Purity, Chastity Are Habits That 'Clean Our Hearts'

by Archbishop Charles J. Chaput, O.F.M. Cap.

Description

Most Rev. Charles J. Chaput delivered this address to 962:Pure, a gathering of 2,000 young adults in Colorado Springs to promote abstinence.

Publisher & Date

Archdiocese of Denver, February 9 , 2003

Someone asked me this week why The Lord of the Rings movies are so popular. The Two Towers has made $400 million in about six weeks. Some of my friends have already seen it two or three times. That's a lot of money to spend on orcs and elves, and hobbits and monsters. But of course, The Lord of the Rings isn't really about any of those things. It's about right and wrong, and good and evil. It's about the role even little people play deciding how the big story of human history turns out.

J.R.R. Tolkien, who wrote the books, was a very active Catholic, and from the first page to the last page of The Ring trilogy, it’s a very Christian story. It's a story about the importance of every individual. It's a story about how each of us has a purpose, and each of us can make a difference. It's a story about courage, hope, beauty, friendship, loyalty, trust, suffering, sin, chivalry and the power of virtue.

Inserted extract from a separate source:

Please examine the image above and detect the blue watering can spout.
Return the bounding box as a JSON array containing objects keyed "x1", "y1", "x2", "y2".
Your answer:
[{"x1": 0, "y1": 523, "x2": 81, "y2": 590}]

That's why it pulls people back into the theaters two or three times. We're starved for that message. God created us for glory. He made us to do great things in His name. God doesn't make losers. He doesn't make unimportant people. Each of us matters, which means that each of our choices matters. We're more than good little consumer-units with appetites. The only things that finally feed us are God's light and God's truth, and we can't be happy until we walk the path He made for us.

Karl Barth, who was a great Lutheran Christian thinker, once said that folding our hands in prayer is the beginning of an uprising against the world. The world doesn't need more toys. It needs more goodness. It needs a revolution -- not the bloody kind, but the kind that happens in our hearts. That's why God sent His son: to lead that uprising. And when Jesus says to each of us, "Come, follow me," He's inviting us to follow the vocation God intends for all of us -- to be heroes and warriors in that uprising; to show through the witness of our lives that virtue is beautiful and powerful and brings us joy, because it draws us closer to God.

The great thing about today is seeing so many young people, Catholics and Protestants together, discussing and praying over the virtues of purity and chastity. I admire you. These virtues take real courage today, but you're the future. We old folks depend on you. God depends on you too. He gave you the freedom to choose between right and wrong because He believes in you. He doesn't want slaves. He wants sons and daughters who love Him and build His kingdom because they freely choose to. All God asks of us is that we make our hearts clean so that His light can pass through them to fill our lives. Purity and chastity are the habits that clean our hearts and put our sexuality in right order.

You know, the world often says that Christians don't like sex. That's exactly wrong. It's because we understand the meaning of sex that Christians try to live it in the light of the Gospel. We want more happiness, not less. Our sexuality has a purpose, and if we cheapen or misuse it, we hurt ourselves and the people we love -- and we also miss out on the joy God wants to give us. The pure heart, the chaste heart, is the heart of a hero. And Christians are called to the privilege of treating each other with the chivalry and modesty and reverence we owe to each other, because God intends us to live forever.

Thanks for being here today, and for letting Bishop Sheridan and me join you. And please keep us in your prayers. Bishops need a lot of prayers, and we'll remember you in ours.